The pAS vector system and its application to heterologous gene expression in Escherichia coli.

作者信息

Shatzman A R, Rosenberg M

出版信息

Hepatology. 1987 Jan-Feb;7(1 Suppl):30S-35S. doi: 10.1002/hep.1840070706.

Abstract

There are numerous proteins of biological interest which cannot be obtained from natural sources in quantities sufficient for detailed biochemical and physical analysis. The limited bioavailability of these molecules has made it impossible to consider their potential utilization as either pharmacological agents and/or targets. One solution to this problem has been the development of recombinant vector systems which are designed to achieve efficient expression of cloned genes in a variety of biological systems. This paper will describe the development and application of a particular set of vectors which have been designed to achieve efficient expression of essentially any gene coding sequence in Escherichia coli. The system utilizes efficient phage-derived transcriptional and translational regulatory signals and provides a strong regulatable promoter, an antitermination mechanism to ensure efficient transcription across any gene insert, high stability and, when appropriate, efficient translation initiation information. In addition, a wide variety of host strains have been developed in order to help control, stabilize and maximize expression of various cloned genes. The system has now been used to express efficiently more than 75 different prokaryotic and eukaryotic gene products.
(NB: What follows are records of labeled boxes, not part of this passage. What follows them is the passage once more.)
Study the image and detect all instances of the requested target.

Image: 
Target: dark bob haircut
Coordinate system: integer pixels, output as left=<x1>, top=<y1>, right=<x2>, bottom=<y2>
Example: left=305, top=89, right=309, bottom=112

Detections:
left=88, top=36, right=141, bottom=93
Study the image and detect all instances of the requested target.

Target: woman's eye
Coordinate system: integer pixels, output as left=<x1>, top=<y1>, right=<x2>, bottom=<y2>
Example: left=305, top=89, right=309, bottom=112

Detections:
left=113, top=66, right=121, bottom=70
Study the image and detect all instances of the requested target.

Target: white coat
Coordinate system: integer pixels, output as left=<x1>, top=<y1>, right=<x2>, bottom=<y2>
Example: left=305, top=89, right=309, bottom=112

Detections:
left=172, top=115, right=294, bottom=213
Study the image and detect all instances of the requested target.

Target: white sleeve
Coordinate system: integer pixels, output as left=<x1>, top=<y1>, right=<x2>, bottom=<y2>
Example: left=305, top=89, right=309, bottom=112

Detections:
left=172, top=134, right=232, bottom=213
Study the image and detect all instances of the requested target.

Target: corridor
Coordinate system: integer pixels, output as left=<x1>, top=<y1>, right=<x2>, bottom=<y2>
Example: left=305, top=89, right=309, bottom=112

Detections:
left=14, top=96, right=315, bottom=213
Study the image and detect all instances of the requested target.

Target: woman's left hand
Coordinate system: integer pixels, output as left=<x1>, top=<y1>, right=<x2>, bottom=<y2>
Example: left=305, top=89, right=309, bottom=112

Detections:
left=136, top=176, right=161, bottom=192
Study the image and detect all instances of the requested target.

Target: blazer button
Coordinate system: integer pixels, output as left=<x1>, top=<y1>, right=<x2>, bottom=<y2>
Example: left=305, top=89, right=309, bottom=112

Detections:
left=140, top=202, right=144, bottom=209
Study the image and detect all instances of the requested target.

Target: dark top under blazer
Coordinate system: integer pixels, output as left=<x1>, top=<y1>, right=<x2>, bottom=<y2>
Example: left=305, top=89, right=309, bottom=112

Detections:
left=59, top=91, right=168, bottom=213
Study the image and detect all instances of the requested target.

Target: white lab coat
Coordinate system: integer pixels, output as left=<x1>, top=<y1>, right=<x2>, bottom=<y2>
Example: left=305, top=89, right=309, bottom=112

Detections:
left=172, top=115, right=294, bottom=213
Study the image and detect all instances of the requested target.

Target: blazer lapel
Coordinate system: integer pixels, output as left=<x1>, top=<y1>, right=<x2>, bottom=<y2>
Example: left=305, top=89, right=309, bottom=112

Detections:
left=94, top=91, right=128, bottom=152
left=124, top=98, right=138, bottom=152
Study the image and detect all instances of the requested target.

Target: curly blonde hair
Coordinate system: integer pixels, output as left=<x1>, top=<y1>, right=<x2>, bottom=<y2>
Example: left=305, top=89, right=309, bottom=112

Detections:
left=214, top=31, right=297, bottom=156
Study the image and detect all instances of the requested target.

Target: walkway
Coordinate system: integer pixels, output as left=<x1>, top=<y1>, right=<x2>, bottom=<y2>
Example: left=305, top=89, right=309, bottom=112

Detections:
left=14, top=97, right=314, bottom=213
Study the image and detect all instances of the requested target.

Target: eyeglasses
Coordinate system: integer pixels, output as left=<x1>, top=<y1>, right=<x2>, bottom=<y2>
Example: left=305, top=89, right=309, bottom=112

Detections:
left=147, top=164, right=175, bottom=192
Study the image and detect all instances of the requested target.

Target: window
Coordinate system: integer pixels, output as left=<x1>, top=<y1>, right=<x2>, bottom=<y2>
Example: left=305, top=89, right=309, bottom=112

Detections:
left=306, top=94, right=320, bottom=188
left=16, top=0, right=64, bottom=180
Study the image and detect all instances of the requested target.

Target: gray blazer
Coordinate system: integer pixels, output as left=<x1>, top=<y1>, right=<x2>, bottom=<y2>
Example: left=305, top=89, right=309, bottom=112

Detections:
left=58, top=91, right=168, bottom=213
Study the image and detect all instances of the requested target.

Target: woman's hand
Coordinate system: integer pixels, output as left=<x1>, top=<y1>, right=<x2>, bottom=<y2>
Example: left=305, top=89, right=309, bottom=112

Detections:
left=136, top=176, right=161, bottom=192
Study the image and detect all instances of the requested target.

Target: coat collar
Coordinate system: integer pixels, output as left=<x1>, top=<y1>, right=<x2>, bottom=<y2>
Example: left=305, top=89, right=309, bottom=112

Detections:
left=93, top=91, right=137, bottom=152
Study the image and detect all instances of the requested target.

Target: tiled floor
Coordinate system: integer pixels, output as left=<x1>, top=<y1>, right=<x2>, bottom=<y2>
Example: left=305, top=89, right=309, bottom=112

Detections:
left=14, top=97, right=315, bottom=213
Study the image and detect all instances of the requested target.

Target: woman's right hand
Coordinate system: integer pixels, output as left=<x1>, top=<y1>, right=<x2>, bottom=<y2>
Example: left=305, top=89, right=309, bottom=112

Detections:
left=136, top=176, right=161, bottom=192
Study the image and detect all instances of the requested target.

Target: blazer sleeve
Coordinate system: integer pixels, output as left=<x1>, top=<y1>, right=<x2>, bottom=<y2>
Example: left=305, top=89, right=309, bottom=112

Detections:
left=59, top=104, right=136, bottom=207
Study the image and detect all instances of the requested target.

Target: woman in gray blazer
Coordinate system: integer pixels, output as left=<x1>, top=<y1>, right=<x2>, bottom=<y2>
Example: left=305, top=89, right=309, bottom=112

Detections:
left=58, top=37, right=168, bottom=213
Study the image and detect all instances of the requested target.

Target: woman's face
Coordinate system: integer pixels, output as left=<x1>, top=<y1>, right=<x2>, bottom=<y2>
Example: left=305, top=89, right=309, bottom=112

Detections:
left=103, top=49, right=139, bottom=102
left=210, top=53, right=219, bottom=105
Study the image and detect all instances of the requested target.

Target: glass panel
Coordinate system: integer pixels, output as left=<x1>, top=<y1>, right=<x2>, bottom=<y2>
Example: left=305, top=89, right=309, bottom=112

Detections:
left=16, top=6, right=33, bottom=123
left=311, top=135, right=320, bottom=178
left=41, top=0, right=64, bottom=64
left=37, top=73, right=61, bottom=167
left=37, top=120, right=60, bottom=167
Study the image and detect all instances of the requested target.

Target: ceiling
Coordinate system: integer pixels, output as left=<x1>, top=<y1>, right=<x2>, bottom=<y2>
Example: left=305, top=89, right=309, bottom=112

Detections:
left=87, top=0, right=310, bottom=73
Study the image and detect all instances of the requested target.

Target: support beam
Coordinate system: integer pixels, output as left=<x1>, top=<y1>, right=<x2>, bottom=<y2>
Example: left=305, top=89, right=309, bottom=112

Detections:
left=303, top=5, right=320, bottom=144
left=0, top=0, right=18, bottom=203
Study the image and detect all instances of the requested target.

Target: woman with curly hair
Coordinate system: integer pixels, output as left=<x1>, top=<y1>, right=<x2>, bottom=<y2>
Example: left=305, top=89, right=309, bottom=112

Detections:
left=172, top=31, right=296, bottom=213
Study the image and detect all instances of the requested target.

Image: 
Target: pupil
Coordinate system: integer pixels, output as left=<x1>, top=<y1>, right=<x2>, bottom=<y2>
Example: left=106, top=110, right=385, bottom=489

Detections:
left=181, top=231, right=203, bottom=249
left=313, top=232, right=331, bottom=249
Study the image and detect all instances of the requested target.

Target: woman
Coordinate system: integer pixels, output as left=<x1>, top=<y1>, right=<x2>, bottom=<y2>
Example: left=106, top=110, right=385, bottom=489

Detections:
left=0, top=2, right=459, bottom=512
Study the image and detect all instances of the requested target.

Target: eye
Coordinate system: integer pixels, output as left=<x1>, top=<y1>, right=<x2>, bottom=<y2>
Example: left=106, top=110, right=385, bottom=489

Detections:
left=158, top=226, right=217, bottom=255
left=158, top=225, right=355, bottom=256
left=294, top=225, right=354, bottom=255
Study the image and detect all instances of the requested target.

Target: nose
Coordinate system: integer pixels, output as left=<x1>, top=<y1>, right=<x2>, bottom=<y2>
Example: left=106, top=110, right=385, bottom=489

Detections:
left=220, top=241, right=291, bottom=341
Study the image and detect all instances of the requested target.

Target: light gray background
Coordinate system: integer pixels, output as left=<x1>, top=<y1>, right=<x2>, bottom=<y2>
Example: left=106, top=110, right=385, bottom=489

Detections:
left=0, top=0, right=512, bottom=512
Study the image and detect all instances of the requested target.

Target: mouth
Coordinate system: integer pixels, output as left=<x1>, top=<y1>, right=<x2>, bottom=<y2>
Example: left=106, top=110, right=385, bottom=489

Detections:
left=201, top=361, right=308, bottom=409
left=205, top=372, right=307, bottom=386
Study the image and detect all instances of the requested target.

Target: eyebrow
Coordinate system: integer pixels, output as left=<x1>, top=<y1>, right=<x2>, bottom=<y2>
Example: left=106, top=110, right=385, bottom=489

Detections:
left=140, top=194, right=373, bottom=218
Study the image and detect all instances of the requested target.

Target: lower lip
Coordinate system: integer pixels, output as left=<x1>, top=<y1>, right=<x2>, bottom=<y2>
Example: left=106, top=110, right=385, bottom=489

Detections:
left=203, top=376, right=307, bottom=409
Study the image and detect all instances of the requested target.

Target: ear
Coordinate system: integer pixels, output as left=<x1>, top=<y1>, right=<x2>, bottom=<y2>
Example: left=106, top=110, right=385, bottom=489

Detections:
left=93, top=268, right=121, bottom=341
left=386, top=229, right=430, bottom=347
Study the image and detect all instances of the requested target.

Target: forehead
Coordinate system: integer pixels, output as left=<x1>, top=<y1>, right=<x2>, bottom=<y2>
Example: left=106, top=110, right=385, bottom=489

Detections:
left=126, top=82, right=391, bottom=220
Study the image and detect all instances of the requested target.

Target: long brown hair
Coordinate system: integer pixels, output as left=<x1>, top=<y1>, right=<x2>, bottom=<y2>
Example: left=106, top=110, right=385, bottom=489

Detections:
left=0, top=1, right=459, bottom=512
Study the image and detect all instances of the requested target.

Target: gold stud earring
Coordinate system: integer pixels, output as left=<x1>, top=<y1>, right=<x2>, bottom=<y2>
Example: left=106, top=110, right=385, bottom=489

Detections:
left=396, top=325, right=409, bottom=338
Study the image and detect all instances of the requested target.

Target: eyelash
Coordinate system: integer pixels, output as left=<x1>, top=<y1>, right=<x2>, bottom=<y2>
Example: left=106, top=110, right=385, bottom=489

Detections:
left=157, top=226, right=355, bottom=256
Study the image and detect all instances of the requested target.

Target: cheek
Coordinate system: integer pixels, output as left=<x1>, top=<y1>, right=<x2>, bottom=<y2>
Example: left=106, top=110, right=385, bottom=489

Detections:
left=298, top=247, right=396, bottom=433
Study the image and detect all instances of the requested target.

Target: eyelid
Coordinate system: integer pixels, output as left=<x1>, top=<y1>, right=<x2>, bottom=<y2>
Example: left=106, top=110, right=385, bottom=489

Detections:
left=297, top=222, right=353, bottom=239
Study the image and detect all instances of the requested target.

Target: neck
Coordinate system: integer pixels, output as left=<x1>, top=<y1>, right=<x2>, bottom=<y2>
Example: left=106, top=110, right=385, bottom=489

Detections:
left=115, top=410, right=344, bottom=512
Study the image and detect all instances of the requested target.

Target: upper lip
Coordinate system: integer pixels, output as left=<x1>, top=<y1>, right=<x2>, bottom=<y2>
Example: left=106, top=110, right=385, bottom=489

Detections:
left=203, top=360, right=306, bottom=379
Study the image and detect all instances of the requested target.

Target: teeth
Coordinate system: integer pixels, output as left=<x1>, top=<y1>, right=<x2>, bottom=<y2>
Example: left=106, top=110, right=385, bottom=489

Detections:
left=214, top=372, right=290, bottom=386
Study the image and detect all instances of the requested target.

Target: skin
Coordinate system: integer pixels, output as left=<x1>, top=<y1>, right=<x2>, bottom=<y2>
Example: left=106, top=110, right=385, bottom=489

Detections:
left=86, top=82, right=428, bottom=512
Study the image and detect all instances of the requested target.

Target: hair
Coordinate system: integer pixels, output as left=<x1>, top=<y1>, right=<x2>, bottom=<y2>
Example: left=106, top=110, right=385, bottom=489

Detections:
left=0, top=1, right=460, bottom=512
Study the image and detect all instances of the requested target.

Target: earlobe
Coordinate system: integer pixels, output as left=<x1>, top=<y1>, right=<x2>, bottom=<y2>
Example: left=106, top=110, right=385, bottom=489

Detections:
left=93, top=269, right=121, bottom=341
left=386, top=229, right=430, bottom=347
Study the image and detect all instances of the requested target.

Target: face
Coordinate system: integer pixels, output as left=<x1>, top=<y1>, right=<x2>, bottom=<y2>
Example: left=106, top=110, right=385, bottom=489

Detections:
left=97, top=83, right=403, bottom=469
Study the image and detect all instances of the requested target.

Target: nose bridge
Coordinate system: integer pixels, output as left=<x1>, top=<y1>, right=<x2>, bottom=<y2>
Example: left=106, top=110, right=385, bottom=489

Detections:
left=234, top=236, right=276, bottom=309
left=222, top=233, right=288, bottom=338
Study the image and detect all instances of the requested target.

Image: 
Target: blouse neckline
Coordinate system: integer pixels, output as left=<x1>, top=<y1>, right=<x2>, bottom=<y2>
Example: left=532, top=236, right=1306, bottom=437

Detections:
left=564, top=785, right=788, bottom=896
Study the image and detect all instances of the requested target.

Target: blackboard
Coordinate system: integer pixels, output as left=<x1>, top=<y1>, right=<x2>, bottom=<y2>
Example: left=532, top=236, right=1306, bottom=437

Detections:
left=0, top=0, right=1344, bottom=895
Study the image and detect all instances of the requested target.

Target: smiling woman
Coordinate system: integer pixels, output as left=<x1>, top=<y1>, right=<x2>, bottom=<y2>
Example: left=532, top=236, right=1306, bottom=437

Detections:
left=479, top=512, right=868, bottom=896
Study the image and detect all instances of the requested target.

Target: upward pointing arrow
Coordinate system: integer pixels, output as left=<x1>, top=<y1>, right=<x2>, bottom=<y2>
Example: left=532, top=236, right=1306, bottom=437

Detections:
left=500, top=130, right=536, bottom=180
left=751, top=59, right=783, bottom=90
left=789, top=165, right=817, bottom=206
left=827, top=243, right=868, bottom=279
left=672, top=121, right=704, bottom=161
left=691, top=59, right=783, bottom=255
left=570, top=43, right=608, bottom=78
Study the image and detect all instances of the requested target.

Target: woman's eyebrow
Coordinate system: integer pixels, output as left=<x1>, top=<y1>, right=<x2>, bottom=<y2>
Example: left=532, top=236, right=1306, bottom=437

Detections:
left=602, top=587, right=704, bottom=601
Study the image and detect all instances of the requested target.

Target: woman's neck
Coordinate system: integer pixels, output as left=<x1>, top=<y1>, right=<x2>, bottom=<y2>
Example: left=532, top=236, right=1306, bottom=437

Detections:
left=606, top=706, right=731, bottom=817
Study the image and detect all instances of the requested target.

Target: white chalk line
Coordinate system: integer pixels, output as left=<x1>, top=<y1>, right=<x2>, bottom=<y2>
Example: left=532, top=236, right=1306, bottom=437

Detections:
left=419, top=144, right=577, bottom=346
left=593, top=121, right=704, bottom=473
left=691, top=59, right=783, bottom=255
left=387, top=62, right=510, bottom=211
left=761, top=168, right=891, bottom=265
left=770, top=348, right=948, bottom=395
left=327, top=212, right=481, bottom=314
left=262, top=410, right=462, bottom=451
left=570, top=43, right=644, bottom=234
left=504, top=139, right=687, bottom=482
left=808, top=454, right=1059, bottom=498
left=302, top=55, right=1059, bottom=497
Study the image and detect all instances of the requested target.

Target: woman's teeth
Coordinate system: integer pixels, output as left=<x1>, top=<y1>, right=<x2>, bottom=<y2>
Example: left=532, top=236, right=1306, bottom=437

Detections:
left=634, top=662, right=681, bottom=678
The application of this system to the expression and characterization of several oncogene products will be described.

摘要

有许多具有生物学意义的蛋白质无法从天然来源获得足够数量以进行详细的生化和物理分析。这些分子有限的生物可利用性使得无法考虑将其作为药物和/或靶点进行潜在利用。解决这个问题的一种方法是开发重组载体系统,该系统旨在在多种生物系统中实现克隆基因的高效表达。本文将描述一组特定载体的开发和应用,这些载体旨在在大肠杆菌中实现基本上任何基因编码序列的高效表达。该系统利用高效的噬菌体衍生转录和翻译调控信号,并提供一个强可调控启动子、一种抗终止机制以确保跨任何基因插入片段的高效转录、高稳定性以及在适当情况下高效的翻译起始信息。此外,还开发了多种宿主菌株,以帮助控制、稳定和最大化各种克隆基因的表达。该系统现已用于高效表达75种以上不同的原核和真核基因产物。将描述该系统在几种癌基因产物的表达和表征中的应用。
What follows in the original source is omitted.